Wu, J. C., Chang, Y. C., Liou, H. C., & Chang, J. S. (2006, July). Computational analysis of move structures in academic abstracts. In Proceedings of the COLING/ACL on Interactive presentation sessions (pp. 41-44). Association for Computational Linguistics.

Background:

  • Swales pattern for research articles: Introduction, Methods, Results, Discussion (IMRD) and Creating a Research Space (CARS) model.
  • Studying the rhetorical structure of tests is found to be useful to aid reading and writing (Mover tool notes here).

Purpose:

  • To automatically analyze move structures (Background, Purpose, Method, Result, and Conclusion) from research article abstracts.
  • To develop an online learning system CARE (Concordancer for Academic wRiting in English) using move structures to help novice writers.

Method:

  • Processes involved:

care-system

  • TANGO Concordancer used for extracting collocations with chunking and clause information – Sample¬† Verb-Noun collocation structures in corpus: VP+NP, VP+PP+NP, and VP+NP+PP (Ref: Jian, J. Y., Chang, Y. C., & Chang, J. S. (2004, July).

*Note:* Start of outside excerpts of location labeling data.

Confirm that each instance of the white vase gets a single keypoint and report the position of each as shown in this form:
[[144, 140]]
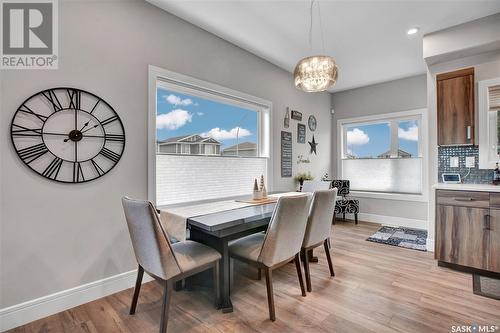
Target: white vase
[[257, 195]]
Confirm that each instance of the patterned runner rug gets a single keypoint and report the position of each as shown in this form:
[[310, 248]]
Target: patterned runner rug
[[415, 239], [486, 286]]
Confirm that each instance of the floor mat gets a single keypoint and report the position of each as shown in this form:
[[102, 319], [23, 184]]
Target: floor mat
[[415, 239]]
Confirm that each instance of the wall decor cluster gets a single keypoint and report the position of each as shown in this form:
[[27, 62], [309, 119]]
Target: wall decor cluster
[[301, 159], [286, 154], [313, 145], [301, 133], [311, 122], [68, 135], [296, 115], [286, 120]]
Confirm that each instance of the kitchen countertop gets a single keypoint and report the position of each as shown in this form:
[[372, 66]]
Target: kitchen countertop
[[467, 187]]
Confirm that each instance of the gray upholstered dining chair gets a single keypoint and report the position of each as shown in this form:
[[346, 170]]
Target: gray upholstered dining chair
[[165, 262], [318, 229], [279, 245]]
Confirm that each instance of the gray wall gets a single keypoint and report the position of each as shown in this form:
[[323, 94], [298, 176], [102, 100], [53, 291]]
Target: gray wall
[[399, 95], [54, 236]]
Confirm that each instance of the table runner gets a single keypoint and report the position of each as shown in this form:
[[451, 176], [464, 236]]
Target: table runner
[[174, 220]]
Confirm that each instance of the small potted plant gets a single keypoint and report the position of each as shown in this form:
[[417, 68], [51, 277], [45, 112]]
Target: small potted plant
[[301, 176]]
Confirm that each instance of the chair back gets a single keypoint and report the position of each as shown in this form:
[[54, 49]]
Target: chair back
[[319, 223], [150, 242], [342, 186], [286, 230], [312, 186]]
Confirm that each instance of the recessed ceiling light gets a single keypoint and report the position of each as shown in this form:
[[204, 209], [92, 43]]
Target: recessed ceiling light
[[412, 31]]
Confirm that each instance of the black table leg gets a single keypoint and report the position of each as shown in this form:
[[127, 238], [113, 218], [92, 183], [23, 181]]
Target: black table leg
[[221, 245], [225, 277]]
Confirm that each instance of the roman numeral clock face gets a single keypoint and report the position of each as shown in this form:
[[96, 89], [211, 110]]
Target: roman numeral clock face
[[68, 135]]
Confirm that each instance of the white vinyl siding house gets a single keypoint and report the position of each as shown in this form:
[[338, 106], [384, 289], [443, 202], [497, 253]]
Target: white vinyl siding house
[[189, 145]]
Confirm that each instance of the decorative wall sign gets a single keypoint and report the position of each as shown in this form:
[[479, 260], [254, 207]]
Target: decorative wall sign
[[286, 154], [286, 120], [313, 145], [301, 159], [68, 135], [296, 115], [311, 122], [301, 133]]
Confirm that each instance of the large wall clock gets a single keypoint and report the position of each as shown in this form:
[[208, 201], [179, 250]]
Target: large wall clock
[[68, 135]]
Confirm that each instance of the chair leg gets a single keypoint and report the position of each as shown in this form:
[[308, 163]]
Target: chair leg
[[216, 284], [167, 295], [328, 257], [305, 260], [138, 282], [270, 293], [299, 274]]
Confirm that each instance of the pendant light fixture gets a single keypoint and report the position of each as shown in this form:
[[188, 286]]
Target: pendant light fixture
[[315, 73]]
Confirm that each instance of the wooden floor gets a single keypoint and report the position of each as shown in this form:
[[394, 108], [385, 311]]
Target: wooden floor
[[377, 288]]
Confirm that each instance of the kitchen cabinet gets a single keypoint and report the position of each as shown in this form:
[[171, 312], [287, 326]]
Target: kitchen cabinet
[[468, 229], [455, 107]]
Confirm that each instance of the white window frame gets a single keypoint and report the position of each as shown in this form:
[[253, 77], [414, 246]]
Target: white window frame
[[485, 143], [188, 85], [388, 117]]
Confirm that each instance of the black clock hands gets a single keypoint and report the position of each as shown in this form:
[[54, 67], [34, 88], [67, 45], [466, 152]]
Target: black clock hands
[[88, 129]]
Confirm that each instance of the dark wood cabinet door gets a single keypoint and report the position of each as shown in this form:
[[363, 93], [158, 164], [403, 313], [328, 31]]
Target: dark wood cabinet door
[[455, 107], [461, 235], [494, 239]]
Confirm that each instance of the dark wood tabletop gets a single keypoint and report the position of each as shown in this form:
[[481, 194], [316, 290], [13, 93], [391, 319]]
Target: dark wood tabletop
[[217, 222]]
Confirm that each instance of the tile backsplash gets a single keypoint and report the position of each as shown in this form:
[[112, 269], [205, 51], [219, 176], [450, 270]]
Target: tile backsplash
[[476, 175]]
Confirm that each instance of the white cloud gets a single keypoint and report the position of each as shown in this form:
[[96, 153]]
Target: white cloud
[[221, 134], [173, 120], [357, 137], [410, 134], [176, 100]]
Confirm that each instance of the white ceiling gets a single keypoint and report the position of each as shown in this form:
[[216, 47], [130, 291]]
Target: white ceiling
[[367, 38]]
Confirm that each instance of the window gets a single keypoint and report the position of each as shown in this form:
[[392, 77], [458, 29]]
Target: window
[[205, 141], [382, 154], [204, 127]]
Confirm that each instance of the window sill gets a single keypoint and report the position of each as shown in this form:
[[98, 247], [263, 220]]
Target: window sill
[[390, 196]]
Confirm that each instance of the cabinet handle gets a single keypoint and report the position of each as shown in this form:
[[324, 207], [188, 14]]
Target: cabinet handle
[[487, 224], [463, 199]]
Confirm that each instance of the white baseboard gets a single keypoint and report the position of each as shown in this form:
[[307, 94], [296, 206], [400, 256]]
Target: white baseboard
[[393, 221], [29, 311]]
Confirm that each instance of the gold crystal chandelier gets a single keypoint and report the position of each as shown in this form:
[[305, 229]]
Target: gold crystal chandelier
[[315, 73]]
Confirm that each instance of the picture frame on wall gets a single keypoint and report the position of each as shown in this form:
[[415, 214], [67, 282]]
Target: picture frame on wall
[[301, 133]]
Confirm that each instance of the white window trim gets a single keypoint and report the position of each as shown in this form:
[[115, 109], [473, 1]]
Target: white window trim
[[423, 152], [484, 135], [183, 83]]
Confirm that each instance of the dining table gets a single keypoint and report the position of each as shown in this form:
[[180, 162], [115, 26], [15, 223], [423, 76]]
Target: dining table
[[218, 229], [215, 224]]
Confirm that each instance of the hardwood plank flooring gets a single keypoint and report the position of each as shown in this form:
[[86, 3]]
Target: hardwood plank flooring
[[376, 288]]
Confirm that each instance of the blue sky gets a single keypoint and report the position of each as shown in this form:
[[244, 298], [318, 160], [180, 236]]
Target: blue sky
[[374, 139], [180, 114]]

TANGO: Bilingual collocational concordancer. In Proceedings of the ACL 2004 on Interactive poster and demonstration sessions (p. 19). Association for Computational Linguistics.)
    • TANGO Tool accessible here.
  • Data: Corpus of 20,306 abstracts (95,960 sentences) from Citeseer. Manual tagging of moves in 106 abstracts containing 709 sentences. 72,708 collocation types extracted and manually tagged 317 collocations with moves.
  • Hidden Markov Model (HMM) trained using 115 abstracts containing 684 sentences.
  • Different parameters evaluated for the HMM model: “the frequency of collocation types, the number of sentences with collocation in each abstract, move sequence score and collocation score”

Results:

  • Precision of 80.54% achieved when 627 sentences were qualified with following parameters: weight of transitional probability function 0.7 , frequency threshold for a collocation to be applicable – 18 (crucial to exclude unreliable collocation).

Conclusion:

  • CARE system interface created for querying and looking up sentences for a specific move.
  • System is expected to help non native speakers write abstracts for research articles.